Today’s news is that Marc Garneau has withdrawn from the Liberal leadership race. Apparently, he believes that Justin Trudeau has an “insurmountable lead”. Sounds like a pretty defeatist “if you can’t beat ’em, join ’em” move, especially from a former astronaut. Fight, dammit! If this is truly Garneau’s character, then I’m glad he’s stepping out, but I don’t understand how he can throw his proverbial support behind a guy he has previously called an “untested high-flyer” who has “failed to offer solid policy proposals.” I think Garneau is right on both accounts.

What I really think has happened is a bit different. I think that Garneau withdrew from the race because he has lost faith in Liberals. He brought up some considerable, pointed, factual criticism of Justin Trudeau and yet people largely ignored it. Most Liberals seem to be faithfully sticking by Trudeau’s side; a side that is full of supporters but devoid of specifics and details.

I think that Garneau has resigned because he is resigned.

Dear Liberals, please don’t vote for a guy running to be Prime Minister just because he shares a name with a previous one.
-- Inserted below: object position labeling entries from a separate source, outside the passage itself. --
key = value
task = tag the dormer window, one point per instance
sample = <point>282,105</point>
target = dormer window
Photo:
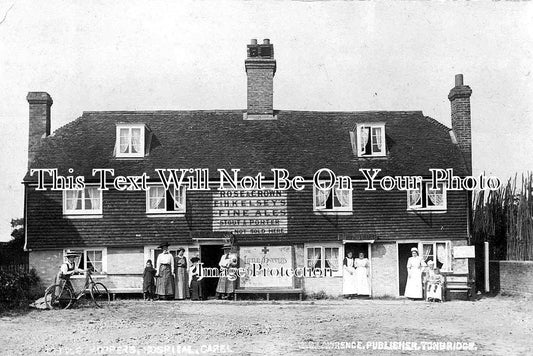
<point>371,140</point>
<point>161,201</point>
<point>332,200</point>
<point>131,140</point>
<point>425,198</point>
Can we be politically deeper than that, please? If you truly listen to what this Trudeau is proposing, it is shockingly empty. It lacks any measurable or reasonable substance. He is being vague in a time where we must be specific in our direction.

Please, Liberals, if you are going to vote for this guy, at least demand that he come clean about his plans, in a specific way. Otherwise, you are ensuring that the Liberals will remain irrelevant to the political landscape. How’s that, you ask? Because if you don’t vet your leader properly, the other parties – and the Canadian voters as a whole – will.

Liberals: this is your time to shine. This is your time to show Canada that you are interested in putting your party back on a respectable track. Show Canada that you are more than just a name. Show Canada that you have turned a page, that you no longer believe you are entitled to anything, that you will work to serve Canadians and not yourselves, and that you will speak to what matters to our people rather than cutting corners and doing the right things rather than the easy things.

Ask the tough questions of your leadership candidates and raise the political bar within your party. A real comeback requires at least that much.